We perform three-dimensional general relativistic magnetohydrodynamic (GRMHD) simulations of a near-maximally spinning black hole (spin parameter, a = 0.998) with varying initial magnetic field geometries, systematically exploring the parameter space connecting magnetically arrested disk (MAD), intermediate (INT), and standard and normal evolution (SANE) accretion states. The magnetic flux threading the black hole horizon emerges as the fundamental state variable controlling jet efficiency, flow magnetization, and radiative output across all three states. We introduce complementary diagnostics-broadband spectral energy distributions spanning radio through hard X-ray frequencies and time-resolved X-ray light curves-that together connect simulation dynamics directly to multiwavelength observables. The radiative output follows a clear MAD > INT > SANE hierarchy in time-averaged luminosity, mean X-ray emission, as well as variability. Furthermore, MAD exhibits the highest fractional variability through quasi-periodic magnetic flux eruption events, and INT and SANE show moderate variability driven by episodic reconnection and stochastic MRI turbulence, respectively. Scaling to GRS 1915+105, Cyg X-1, and HLX-1, we demonstrate that all twelve temporal classes of GRS 1915+105 map naturally onto our three magnetic states, Cyg X-1's persistent hard state is reproduced by a sustained INT configuration, and HLX-1's extreme luminosities arise through efficient Blandford-Znajek extraction in MAD states scaled to higher black hole mass.

Editorial analysis

A structured set of objections, weighed in public.
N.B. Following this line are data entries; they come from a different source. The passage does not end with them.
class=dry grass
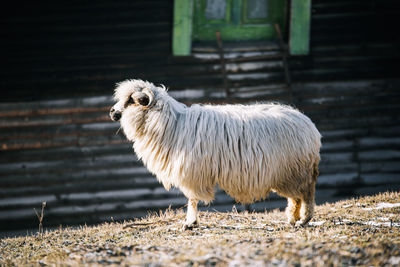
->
[0,192,400,266]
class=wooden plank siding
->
[0,0,400,236]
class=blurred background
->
[0,0,400,236]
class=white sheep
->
[110,80,321,229]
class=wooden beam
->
[289,0,311,55]
[172,0,193,56]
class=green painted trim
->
[194,25,277,41]
[172,0,193,56]
[289,0,311,55]
[192,0,286,41]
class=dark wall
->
[0,0,400,236]
[0,0,172,102]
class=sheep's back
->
[175,104,320,203]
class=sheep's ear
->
[137,94,150,106]
[136,88,155,108]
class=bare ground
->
[0,192,400,266]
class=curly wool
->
[115,80,321,203]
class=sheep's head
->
[110,80,161,121]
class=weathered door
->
[193,0,286,41]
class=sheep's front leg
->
[183,199,198,230]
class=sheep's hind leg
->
[183,199,198,230]
[286,198,301,225]
[298,185,315,226]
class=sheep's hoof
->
[182,221,198,231]
[295,220,309,228]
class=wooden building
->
[0,0,400,236]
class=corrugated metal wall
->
[0,0,400,234]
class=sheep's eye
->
[127,97,135,104]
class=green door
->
[193,0,286,41]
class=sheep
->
[110,80,321,229]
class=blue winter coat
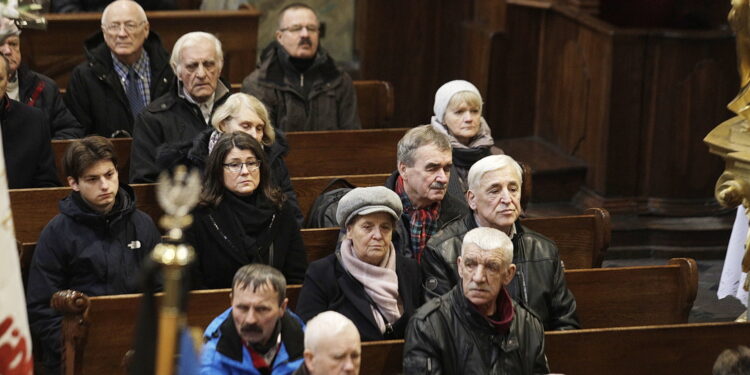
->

Desk editor's note, referee report, simulated authors' rebuttal, and a circularity audit. Tearing a paper down is the easy half of reading it; the pith above is the substance, this is the friction.

Referee Report

2 major / 2 minor

Summary. The manuscript reports three-dimensional GRMHD simulations of a near-maximally spinning black hole (a = 0.998) with varying initial magnetic field geometries that realize MAD, INT, and SANE accretion states. The central claim is that the magnetic flux threading the black hole horizon is the fundamental state variable controlling jet efficiency, flow magnetization, and radiative output. The authors introduce broadband SEDs (radio to hard X-ray) and time-resolved X-ray light curves as diagnostics, reporting a clear MAD > INT > SANE hierarchy in time-averaged luminosity, mean X-ray emission, and variability, with MAD states showing quasi-periodic flux eruptions. They map the three states onto the twelve temporal classes of GRS 1915+105, the persistent hard state of Cyg X-1, and the extreme luminosities of HLX-1.

Significance. If the results hold, the work supplies a unified picture in which a single parameter—the horizon magnetic flux—organizes jet power, magnetization, and multi-wavelength variability across accretion states. The systematic exploration of initial field geometries and the direct connection of simulation outputs to observables via post-processed SEDs and light curves are constructive features. The study could help interpret the diversity of X-ray binary and ULX phenomenology within a common GRMHD framework.

major comments (2)
  1. [Methods / simulation setup] The simulations are performed in ideal GRMHD with no radiative cooling term in the energy equation. Because the central claims concern radiative output, SEDs, and variability hierarchies (including quasi-periodic eruptions in MAD states), the lack of cooling means that internal energy accumulates and the temperature/density profiles fed into the post-processing are not regulated by the same thermodynamics that would operate in real disks. This assumption is load-bearing for the reported MAD > INT > SANE ordering and for the direct scaling to GRS 1915+105, Cyg X-1, and HLX-1.
  2. [Results / observational scaling] The scaling of simulated luminosities and variability amplitudes to observed sources assumes that the ideal-MHD, no-cooling results translate directly. It is unclear whether the claimed flux-controlled hierarchy in radiative efficiency and magnetization would survive once radiative losses are included self-consistently, which could alter both the accretion flow structure and the Blandford-Znajek extraction efficiency presented as flux-controlled.
minor comments (2)
  1. [Abstract] The abstract states that all twelve temporal classes of GRS 1915+105 map onto the three magnetic states; an explicit mapping or table in the main text would make this claim easier to evaluate.
  2. [Methods] Clarify the precise criteria used to classify a run as MAD, INT, or SANE (e.g., horizon flux thresholds or saturation levels) and how the chosen initial field geometries achieve these states.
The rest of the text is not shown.